Breathing can also stimulate oxytocin, a hormone that helps us bond with others, and the parasympathetic nervous system, which calms us down and enhances our ability to have loving relationships. “A lot of of psychotherapy is what we call ‘top-down’; you’re reasoning with the person,” explains Gerbarg. “But with breathing, you activate a bottom-up response from the nervous system that works no matter what you’re thinking. It calms you down because we’re using your body’s own internal communication network.”Rapid breathing acts like a stimulant; it activates your sympathetic nervous system and reduces the carbon dioxide in your blood, which can cause tingling and clenched muscles. The altered blood gases might also be why people experience altered states of consciousness. (Due to these effects, Gerbarg warns rapid breathwork isn’t safe for everyone, including people with severe anxiety, bipolar disorder, seizures, schizophrenia, hypertension or respiratory illnesses.)

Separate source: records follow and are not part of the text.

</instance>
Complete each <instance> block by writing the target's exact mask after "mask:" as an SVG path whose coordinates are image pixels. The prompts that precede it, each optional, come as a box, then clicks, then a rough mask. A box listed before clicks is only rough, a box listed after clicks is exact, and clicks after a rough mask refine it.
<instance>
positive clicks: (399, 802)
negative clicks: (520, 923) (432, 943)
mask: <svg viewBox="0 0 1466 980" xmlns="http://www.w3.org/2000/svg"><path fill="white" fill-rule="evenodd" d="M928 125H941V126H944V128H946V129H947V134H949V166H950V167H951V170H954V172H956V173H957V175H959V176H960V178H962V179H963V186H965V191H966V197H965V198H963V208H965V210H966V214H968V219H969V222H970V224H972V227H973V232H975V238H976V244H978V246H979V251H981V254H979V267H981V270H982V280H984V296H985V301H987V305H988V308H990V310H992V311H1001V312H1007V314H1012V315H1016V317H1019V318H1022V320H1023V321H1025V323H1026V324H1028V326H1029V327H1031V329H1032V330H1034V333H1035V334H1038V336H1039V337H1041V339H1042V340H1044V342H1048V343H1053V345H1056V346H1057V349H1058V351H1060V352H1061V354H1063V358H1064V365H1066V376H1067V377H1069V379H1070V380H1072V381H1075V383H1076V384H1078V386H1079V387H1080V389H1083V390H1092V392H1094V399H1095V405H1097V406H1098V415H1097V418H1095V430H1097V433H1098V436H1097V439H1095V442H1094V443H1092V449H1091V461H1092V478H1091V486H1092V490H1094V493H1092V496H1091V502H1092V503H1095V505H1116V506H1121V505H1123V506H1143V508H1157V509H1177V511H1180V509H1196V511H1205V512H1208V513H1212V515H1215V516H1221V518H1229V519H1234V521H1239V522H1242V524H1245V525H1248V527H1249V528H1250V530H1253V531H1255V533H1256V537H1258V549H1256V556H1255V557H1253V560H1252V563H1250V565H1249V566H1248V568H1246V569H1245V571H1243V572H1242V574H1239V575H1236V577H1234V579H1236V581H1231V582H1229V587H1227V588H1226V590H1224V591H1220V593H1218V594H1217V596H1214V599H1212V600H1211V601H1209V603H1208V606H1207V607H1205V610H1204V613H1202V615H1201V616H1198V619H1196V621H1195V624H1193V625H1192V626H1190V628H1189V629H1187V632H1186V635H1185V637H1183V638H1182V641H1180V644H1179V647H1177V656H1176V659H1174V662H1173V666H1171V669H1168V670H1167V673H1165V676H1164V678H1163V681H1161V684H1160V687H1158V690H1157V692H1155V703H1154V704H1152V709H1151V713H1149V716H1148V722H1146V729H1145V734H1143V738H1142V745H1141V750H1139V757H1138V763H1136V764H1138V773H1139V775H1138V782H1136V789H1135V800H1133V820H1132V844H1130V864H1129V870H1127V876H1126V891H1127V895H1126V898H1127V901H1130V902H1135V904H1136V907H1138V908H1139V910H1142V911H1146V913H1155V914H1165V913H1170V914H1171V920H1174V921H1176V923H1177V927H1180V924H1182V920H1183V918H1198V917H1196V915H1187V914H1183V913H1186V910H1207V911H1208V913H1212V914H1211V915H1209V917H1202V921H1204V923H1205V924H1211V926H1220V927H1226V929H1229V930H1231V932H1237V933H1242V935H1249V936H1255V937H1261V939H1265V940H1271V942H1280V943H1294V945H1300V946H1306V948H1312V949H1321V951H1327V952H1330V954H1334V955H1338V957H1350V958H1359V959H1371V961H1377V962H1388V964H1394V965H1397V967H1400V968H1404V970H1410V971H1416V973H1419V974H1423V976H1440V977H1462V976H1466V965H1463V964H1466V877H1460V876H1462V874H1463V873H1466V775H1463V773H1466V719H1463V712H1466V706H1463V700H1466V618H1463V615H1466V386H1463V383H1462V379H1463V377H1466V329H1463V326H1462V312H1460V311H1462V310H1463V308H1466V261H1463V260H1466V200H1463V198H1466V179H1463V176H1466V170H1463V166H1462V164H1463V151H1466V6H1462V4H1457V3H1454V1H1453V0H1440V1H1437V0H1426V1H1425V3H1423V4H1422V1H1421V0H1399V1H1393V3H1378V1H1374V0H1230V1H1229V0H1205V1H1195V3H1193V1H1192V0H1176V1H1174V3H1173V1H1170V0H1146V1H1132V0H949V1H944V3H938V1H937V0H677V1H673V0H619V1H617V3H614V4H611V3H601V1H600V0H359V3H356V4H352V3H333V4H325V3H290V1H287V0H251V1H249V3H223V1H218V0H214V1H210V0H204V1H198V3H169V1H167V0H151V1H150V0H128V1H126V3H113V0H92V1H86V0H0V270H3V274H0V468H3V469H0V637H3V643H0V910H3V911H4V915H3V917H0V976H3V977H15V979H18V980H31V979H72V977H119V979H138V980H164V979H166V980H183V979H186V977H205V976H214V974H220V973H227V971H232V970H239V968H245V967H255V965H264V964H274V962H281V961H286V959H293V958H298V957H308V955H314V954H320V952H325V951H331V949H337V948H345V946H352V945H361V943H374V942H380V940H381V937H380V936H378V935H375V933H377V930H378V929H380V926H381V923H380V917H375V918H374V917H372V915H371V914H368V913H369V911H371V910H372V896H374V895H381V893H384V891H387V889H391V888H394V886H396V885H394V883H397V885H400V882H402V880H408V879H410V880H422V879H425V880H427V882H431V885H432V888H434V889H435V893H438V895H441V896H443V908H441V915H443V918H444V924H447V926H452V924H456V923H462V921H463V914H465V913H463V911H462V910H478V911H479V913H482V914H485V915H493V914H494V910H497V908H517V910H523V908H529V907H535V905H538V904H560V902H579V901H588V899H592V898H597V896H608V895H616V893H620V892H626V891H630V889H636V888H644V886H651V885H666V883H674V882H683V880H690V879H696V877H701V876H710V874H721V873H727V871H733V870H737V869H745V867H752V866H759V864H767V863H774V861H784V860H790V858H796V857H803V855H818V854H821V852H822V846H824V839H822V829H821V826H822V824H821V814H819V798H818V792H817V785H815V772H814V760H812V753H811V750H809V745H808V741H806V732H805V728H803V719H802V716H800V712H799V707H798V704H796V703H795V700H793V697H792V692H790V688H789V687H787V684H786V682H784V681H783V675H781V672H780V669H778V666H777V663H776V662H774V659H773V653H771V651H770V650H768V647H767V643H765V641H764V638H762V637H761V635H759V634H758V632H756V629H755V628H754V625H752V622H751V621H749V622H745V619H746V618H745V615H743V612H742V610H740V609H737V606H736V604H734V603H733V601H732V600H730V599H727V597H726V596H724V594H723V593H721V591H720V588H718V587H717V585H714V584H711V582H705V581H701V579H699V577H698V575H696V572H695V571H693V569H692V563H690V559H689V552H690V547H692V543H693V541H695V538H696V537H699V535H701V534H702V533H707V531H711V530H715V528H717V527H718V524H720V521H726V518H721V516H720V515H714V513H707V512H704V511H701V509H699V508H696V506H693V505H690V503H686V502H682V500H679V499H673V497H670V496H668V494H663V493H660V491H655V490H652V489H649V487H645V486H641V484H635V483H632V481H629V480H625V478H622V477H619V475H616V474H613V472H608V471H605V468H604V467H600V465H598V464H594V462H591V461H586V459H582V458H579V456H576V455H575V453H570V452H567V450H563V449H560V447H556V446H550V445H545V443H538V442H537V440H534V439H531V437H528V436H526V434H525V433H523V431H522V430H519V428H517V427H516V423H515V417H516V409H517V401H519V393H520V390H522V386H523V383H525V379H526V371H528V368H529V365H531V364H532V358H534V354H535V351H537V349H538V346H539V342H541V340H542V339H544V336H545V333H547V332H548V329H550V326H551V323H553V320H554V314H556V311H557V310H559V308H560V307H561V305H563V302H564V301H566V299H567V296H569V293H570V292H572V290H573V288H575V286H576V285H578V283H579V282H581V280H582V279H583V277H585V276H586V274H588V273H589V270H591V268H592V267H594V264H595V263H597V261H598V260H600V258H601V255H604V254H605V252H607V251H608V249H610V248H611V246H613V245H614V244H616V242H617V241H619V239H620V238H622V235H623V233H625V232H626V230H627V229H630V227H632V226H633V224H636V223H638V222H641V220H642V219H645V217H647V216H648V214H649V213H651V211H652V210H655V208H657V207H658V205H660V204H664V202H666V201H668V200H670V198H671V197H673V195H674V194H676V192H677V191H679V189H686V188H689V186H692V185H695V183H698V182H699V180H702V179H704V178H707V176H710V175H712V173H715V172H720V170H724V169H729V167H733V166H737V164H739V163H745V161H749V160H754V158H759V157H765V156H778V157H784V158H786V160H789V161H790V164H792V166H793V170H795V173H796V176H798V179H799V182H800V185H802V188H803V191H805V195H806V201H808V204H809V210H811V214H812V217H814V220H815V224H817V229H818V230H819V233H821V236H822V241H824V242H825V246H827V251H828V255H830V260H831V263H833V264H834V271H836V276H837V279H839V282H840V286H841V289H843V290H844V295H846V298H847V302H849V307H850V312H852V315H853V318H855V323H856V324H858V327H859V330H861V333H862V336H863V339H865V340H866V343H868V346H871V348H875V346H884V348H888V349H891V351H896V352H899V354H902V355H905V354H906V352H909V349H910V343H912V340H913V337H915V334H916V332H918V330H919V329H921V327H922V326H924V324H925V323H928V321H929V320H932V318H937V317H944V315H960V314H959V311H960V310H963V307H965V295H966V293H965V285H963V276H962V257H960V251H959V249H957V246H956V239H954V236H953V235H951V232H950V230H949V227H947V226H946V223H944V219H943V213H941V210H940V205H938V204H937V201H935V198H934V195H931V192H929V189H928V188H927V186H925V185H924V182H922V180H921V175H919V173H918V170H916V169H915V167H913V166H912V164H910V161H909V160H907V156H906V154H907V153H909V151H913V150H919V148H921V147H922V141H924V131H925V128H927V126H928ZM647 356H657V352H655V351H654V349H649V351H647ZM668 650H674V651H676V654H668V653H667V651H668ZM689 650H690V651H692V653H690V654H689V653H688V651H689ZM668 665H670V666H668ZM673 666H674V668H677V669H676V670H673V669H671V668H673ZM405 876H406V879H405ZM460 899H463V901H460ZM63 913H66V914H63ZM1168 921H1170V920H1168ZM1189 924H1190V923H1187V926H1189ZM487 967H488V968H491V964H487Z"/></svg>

Gentler breathing, on the other hand, activates the love-y, calm parasympathetic nervous system—and is what Gerbarg focuses on with her patients. “We’ve taken these ancient practices, which are thousands of years old and found in almost every culture throughout the world,” she says, “and we’re looking at them through a modern scientific lens.”

After 30 minutes of intense breath, the music became slow, soothing—as did Abbagnano’s voice. “Breathe into that feeling, whatever it is,” he said. “Let each breath be a wave of love, a wave of care. Let us be in here in all our truth, our strength, our vulnerability.” 

My breath lengthened and deepened. I unfurled in my newfound appreciation, my newfound understanding, of what it really means to breathe. As we entered the final stretch, a mystical voice repeated the mantra: “You are loved.” In my raw state, it was hard not to absorb the song’s message. I soon began crying, my voice joining the tearful harmony around me. “Whatever I want to do in the world starts right here, right now with this breath,” said Abbagnano in a near-whisper. “This blessed breath.”
When the music stopped, I laid there for a few moments before sitting up: bewildered, yet refreshed. Abbagnano asked us to share our experiences, and a frizzy-haired woman in her 60s stood up. “I have a younger friend I feel deeply connected to,” she said, her voice heavy with emotion. “And I finally realized why we’re so drawn to each other: She was my daughter in a past life.”

Abbagnano smiled and thanked her, as though this were a quotidian observation, then pointed to a stout younger man. He revealed he’d recently retired from the Royal Air Force, and has had trouble finding himself amidst his post-war demons. “I feel a bit loony saying this,” he stammered, “but I feel reborn.”

Though I hadn’t found a long-lost child or a new version of myself, I did feel a release of guilt I hadn’t known I was holding. The pain hadn’t disappeared, but I felt more at peace with my recent losses—like I was finally able to bid farewell to my relationship, and to my friend. My body was buzzy and buoyant, energized by the natural high. For the rest of the day, I was like a balloon on a breeze.

“There’s a miraculous quality to this work,” says Abbagnano. “And the paradox is it’s right under your nose.”